A votação ocorreu no último dia 4 de maio e teve aprovação de 60 senadores, incluindo os representantes do Amazonas e Roraima, estados por onde passa a linha de transmissão de energia que liga Boa Vista a Manaus.
Da bancada do Amazonas, os senadores Omar Aziz (PSD-AM) e Plínio Valério (PSDB-AM) votaram “sim”, da mesma forma como Chico Rodrigues e Mecias de Jesus (Republicanos), de Roraima. Os senadores Eduardo Braga (MDB-AM) e Telmário Mota (Pros-RR) não registraram voto.

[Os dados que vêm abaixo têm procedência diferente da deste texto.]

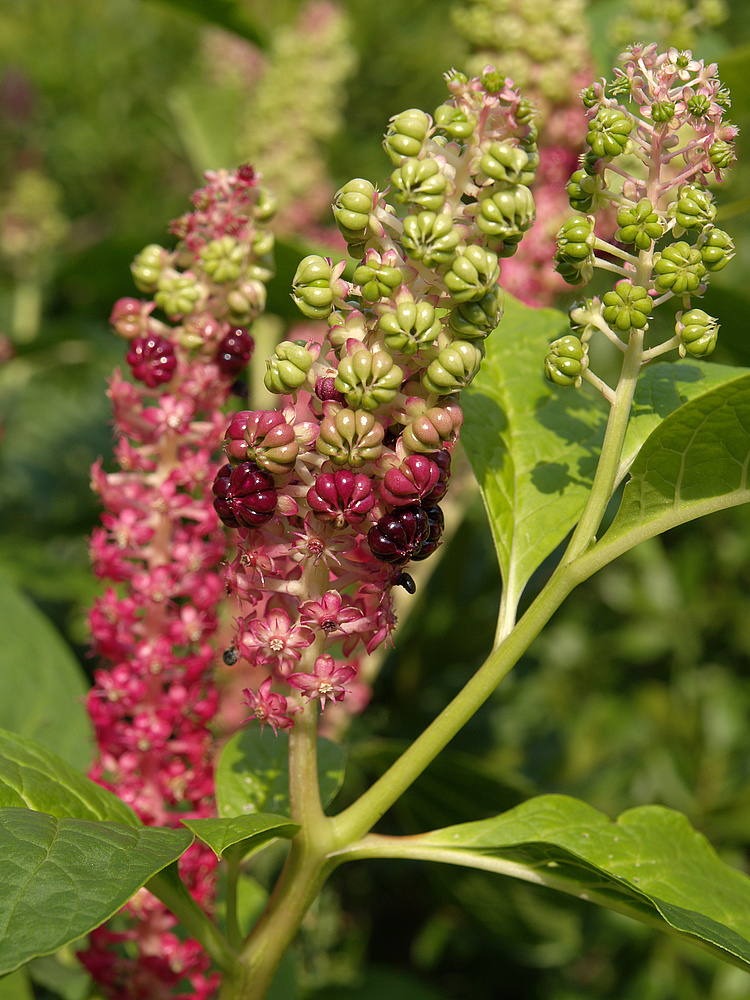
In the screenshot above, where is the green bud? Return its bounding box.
[154,269,204,319]
[435,104,476,139]
[200,236,247,285]
[700,229,734,273]
[544,334,589,389]
[401,212,461,268]
[554,215,596,285]
[383,108,430,166]
[479,140,529,186]
[656,240,706,296]
[615,198,664,250]
[335,347,404,410]
[669,184,716,229]
[263,340,313,395]
[477,184,536,239]
[391,157,448,212]
[675,309,719,358]
[449,285,504,340]
[378,301,442,357]
[130,243,167,295]
[292,254,334,319]
[602,278,652,333]
[586,108,633,160]
[315,407,385,469]
[443,246,500,302]
[333,177,375,243]
[422,340,484,396]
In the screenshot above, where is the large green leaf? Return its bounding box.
[620,359,748,484]
[0,574,93,771]
[372,795,750,970]
[0,729,141,827]
[596,375,750,568]
[0,808,193,975]
[215,727,345,818]
[182,812,299,858]
[461,297,607,609]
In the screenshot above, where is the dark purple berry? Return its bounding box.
[213,462,277,528]
[216,326,255,378]
[393,573,417,594]
[125,333,177,389]
[412,504,445,560]
[367,506,430,565]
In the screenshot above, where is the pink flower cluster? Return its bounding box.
[81,167,276,1000]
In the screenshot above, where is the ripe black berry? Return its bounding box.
[213,462,277,528]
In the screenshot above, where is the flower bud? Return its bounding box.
[422,340,484,396]
[401,212,461,268]
[602,278,652,333]
[615,198,664,250]
[700,229,734,273]
[315,403,385,469]
[383,108,431,166]
[675,309,719,358]
[544,334,589,389]
[449,285,505,340]
[391,157,448,212]
[263,340,314,394]
[656,240,706,296]
[335,347,404,410]
[378,300,442,357]
[130,243,168,295]
[443,246,500,302]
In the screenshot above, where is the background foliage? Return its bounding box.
[0,0,750,1000]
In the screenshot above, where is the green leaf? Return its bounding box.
[596,375,750,564]
[0,729,141,827]
[461,297,607,609]
[0,808,193,975]
[182,813,299,858]
[0,574,93,771]
[619,360,748,478]
[215,727,345,818]
[396,795,750,970]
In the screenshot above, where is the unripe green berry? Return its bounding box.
[586,108,633,160]
[130,243,167,295]
[335,347,404,410]
[654,240,706,295]
[263,340,313,395]
[544,334,589,389]
[378,301,442,357]
[443,246,500,302]
[401,212,461,268]
[700,229,734,273]
[315,406,385,469]
[383,108,430,166]
[200,236,247,285]
[391,157,448,212]
[435,104,476,140]
[422,340,484,396]
[602,278,652,333]
[675,309,719,358]
[615,198,664,250]
[449,285,504,340]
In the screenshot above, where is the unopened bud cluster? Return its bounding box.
[214,67,538,728]
[545,45,737,387]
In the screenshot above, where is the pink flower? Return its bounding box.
[242,674,296,733]
[287,655,357,709]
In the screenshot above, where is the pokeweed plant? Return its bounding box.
[0,46,750,1000]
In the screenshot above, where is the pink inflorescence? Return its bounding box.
[81,167,270,1000]
[213,67,537,730]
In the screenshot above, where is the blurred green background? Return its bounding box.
[0,0,750,1000]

Apenas os senadores Eliziane Gama (Cidadania-MA), Flávio Arns (Podemos-PR), Randolfe Rodrigues (Rede-AP) e Zenaide Maia (Pros-RN) votaram contra a proposta. Mara Gabrilli (PSDB-SP) se absteve. O PLP 275 seguiu para a Câmara dos Deputados.
Agora, com a aprovação do projeto de lei, os Waimiri Atroari temem recuo nas negociações em torno das compensações socioambientais por conta da passagem da linha de energia pelas terras indígenas.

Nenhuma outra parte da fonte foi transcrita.